When using BenchmarkHost (Host mode), all configuration can be driven from the command line. BenchmarkHost.Create(args) parses args automatically - no argument-parsing library required.

Usage

bash
dotnet run -- [options]

Or with a published binary:

bash
MyApp.Benchmarks [options]

Options

--filter <pattern>

Run only benchmarks whose fully-qualified name (ClassName.MethodName) matches the glob pattern.

bash
dotnet run -- --filter String*          # all benchmarks in any class starting with "String"
dotnet run -- --filter *.Contains*      # any method containing "Contains"
dotnet run -- --filter StringBenchmarks.Concat   # exact match

Glob rules: * matches any sequence of characters. Matching is case-insensitive. If a class has no matching methods after filtering, it is skipped entirely.


--iterations <n>

Number of measured iterations per benchmark. Valid range: 0 to 100 000. Default: 200. Use --dry-run to skip measurement entirely rather than setting this to 0 manually.

bash
dotnet run -- --iterations 1000

--warmup <n>

Number of warmup iterations per benchmark. Valid range: 0 to 10 000. Default: 25.

bash
dotnet run -- --warmup 50

--confidence <value>

Confidence level for the margin of error in the Error column. Must be a decimal strictly between 0 and 1. Default: 0.95.

bash
dotnet run -- --confidence 0.99

--reporter <type>

Add a reporter by name. Can be specified multiple times to stack reporters. Built-in reporters:

NameReporterOutput
jsonJsonReporterJSON file in the current directory (or --output directory)
markdownMarkdownReporterMarkdown file
csvCsvReporterCSV file

The console reporter is provided by the NBenchmark.Console package. When the package is referenced, it self-registers automatically and becomes available via --reporter console - no special setup needed.

bash
dotnet run -- --reporter markdown
dotnet run -- --reporter json --reporter csv
dotnet run -- --reporter console

Reporters from external packages self-register through the same mechanism: reference the package, use --reporter <name> from the CLI. No per-reporter configuration needed in the host.


--output <directory>

Set the output directory for file reporters. Must be a path under the current working directory. Default: current directory.

bash
dotnet run -- --reporter markdown --output ./results

WARNING

The output directory must already exist.
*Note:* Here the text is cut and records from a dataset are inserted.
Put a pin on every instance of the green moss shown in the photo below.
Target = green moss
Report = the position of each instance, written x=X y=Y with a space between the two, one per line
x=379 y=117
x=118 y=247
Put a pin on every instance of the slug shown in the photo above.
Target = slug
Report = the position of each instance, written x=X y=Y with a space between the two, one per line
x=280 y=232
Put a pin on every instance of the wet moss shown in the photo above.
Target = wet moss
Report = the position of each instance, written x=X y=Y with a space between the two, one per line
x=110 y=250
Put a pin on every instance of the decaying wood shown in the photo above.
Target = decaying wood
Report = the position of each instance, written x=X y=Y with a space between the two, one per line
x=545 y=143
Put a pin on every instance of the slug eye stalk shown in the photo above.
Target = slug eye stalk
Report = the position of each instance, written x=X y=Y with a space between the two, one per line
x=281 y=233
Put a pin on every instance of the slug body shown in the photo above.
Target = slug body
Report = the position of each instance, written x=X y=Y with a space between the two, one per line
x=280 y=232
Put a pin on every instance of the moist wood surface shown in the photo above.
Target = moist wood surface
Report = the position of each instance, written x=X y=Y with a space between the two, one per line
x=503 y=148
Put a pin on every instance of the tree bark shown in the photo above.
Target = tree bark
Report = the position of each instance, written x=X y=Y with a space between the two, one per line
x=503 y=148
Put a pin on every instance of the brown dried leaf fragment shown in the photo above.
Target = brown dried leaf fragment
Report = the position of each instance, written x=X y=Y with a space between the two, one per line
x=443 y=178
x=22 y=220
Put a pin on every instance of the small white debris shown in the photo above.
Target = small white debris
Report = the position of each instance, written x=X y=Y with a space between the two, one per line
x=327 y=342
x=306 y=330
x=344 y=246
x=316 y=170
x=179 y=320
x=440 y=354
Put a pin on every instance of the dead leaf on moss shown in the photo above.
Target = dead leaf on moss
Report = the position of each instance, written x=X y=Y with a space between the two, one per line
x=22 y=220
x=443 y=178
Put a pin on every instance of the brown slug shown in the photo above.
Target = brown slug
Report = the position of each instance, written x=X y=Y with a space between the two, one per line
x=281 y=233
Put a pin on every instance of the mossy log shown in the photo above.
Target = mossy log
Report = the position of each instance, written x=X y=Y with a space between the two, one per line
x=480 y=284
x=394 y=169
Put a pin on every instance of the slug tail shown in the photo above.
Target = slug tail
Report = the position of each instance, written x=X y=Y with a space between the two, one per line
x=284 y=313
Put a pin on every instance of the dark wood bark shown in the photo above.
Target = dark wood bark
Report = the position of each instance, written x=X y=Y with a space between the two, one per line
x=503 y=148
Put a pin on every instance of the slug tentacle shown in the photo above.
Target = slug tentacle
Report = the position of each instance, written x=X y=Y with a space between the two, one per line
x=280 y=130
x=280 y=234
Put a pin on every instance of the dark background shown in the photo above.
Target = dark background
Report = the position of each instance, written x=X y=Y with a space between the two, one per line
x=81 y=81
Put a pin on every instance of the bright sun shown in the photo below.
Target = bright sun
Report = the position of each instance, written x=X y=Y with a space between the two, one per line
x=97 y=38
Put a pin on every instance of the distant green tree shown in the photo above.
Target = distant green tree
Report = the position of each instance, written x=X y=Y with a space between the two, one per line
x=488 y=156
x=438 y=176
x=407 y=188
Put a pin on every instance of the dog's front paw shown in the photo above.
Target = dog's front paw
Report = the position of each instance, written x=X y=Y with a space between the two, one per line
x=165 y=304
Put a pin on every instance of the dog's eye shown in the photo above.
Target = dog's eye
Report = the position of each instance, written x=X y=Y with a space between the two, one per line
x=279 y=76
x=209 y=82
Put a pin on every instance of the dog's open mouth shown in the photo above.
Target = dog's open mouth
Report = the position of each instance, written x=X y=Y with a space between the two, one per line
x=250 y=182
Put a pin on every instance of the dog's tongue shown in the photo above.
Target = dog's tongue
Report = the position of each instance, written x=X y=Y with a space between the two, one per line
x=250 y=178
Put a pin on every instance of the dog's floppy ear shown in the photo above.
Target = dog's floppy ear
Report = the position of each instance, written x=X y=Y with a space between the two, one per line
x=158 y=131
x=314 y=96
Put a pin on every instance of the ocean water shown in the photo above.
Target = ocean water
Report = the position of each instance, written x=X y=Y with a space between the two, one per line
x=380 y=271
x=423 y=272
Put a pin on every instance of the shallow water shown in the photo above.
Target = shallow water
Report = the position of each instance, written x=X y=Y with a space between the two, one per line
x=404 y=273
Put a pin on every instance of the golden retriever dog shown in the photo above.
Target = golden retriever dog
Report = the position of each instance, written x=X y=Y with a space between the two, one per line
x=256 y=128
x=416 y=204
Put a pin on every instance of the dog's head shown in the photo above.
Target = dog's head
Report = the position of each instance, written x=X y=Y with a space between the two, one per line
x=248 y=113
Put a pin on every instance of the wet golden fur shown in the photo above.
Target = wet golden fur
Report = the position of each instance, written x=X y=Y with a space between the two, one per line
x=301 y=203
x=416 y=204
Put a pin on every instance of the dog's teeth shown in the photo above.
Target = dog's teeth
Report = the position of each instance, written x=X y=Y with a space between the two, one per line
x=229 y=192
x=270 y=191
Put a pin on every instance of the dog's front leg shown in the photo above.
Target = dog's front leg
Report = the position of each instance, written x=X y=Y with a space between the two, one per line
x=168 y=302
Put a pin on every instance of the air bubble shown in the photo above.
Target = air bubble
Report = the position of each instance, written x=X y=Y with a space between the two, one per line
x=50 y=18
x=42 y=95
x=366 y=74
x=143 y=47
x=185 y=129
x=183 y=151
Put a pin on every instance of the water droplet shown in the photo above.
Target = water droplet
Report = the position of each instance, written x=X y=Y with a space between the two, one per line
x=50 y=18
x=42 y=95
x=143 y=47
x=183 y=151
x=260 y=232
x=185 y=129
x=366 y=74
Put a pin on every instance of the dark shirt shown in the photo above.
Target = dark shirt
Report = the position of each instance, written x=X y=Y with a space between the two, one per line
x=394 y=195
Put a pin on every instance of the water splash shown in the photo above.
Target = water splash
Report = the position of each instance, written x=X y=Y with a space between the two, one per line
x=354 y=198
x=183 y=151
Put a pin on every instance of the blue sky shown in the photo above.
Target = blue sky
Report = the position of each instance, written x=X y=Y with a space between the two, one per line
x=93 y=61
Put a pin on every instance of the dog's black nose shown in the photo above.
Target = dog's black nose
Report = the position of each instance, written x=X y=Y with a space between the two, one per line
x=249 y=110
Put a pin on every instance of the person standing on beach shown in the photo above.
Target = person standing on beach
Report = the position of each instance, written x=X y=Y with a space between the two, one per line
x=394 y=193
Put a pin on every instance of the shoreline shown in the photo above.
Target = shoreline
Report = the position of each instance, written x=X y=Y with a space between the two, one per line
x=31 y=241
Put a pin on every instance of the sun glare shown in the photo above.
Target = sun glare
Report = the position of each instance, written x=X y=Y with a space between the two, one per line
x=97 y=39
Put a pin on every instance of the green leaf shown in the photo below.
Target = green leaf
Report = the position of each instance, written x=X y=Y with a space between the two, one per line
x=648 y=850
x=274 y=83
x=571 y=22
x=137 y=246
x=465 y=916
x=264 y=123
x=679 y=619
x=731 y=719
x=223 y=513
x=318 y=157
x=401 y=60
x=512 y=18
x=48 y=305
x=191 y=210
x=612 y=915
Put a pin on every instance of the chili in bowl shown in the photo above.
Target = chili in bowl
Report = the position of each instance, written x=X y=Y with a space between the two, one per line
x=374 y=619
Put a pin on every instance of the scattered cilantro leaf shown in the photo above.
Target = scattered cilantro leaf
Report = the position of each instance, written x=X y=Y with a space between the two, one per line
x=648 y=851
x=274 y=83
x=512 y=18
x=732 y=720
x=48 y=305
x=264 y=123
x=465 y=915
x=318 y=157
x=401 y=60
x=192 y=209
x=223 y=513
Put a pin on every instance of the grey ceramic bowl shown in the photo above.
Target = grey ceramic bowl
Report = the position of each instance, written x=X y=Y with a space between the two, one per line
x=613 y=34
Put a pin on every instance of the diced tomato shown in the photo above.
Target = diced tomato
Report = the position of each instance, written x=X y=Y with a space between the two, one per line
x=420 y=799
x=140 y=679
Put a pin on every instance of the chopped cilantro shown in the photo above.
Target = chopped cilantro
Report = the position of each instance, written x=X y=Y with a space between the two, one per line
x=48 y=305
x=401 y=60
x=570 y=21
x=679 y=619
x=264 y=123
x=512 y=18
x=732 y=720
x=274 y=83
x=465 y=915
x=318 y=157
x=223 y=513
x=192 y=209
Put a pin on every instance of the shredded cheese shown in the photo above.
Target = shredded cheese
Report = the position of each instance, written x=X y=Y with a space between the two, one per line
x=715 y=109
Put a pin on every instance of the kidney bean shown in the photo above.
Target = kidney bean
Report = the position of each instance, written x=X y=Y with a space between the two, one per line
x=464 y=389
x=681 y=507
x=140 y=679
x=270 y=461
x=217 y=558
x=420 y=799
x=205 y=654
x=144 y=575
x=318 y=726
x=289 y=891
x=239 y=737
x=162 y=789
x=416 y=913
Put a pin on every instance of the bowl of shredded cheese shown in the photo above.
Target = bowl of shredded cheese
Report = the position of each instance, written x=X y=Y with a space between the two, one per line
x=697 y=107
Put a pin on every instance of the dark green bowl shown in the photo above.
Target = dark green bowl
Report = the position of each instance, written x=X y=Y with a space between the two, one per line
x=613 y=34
MarkdownReporter and CsvReporter will throw a DirectoryNotFoundException if it does not (JsonReporter creates it automatically).


--order <mode>

Control the order benchmarks run in.

ValueBehaviour
randomFisher-Yates shuffle, random seed each run. (default)
declarationRun in the order methods are declared in the class.
bash
dotnet run -- --order declaration

--seed <n>

Set a fixed integer seed for the random run order. Produces a reproducible ordering across runs.

bash
dotnet run -- --seed 42

Has no effect when --order declaration is used.


--list

List all discovered benchmarks without running them. Useful for verifying that your classes and methods are being found.

bash
dotnet run -- --list

Output:

── StringBenchmarks ──
    Concat - current production implementation
    Interpolate
── DatabaseBenchmarks ──
    RunQuery

--dry-run

Skip measurement entirely. Equivalent to --iterations 0 --warmup 0: benchmark classes are discovered, setup/teardown is wired up, and instances are created - but the benchmark body is never invoked. Use it to confirm that your classes are discovered and your DI wiring is correct before committing to a full run.

To invoke the body exactly once without warmup (e.g., a quick smoke test), use --iterations 1 --warmup 0 instead.

bash
dotnet run -- --dry-run

--help / -h

Print help text and exit.

bash
dotnet run -- --help

--threshold-pct <n>

Causes the run to fail with exit code 1 if any benchmark regresses more than n% against the baseline. n must be a positive integer (1 or greater). The regression check compares median execution times: a benchmark is considered regressed if candidate.Median / baseline.Median > 1.0 + (n / 100.0).

If the selected baseline median is 0, ratio math is undefined. In that case, any non-baseline benchmark with a positive median is treated as regressed.

The baseline is the benchmark marked [Benchmark(Baseline = true)], or the fastest benchmark (lowest median) if no baseline is explicitly set. Errored benchmarks are excluded from the check.

Example: --threshold-pct 10 fails the run when any benchmark is more than 10% slower than the baseline.


Exit codes

CodeMeaning
0The run completed. Errored benchmarks are recorded in the results but are not fatal and do not affect the exit code.
1One or more argument errors were detected during parsing: unknown flag, missing flag value, value out of range (--iterations, --warmup), invalid format (--confidence, --seed), unknown reporter name (--reporter), or a benchmark exceeded the --threshold-pct regression limit.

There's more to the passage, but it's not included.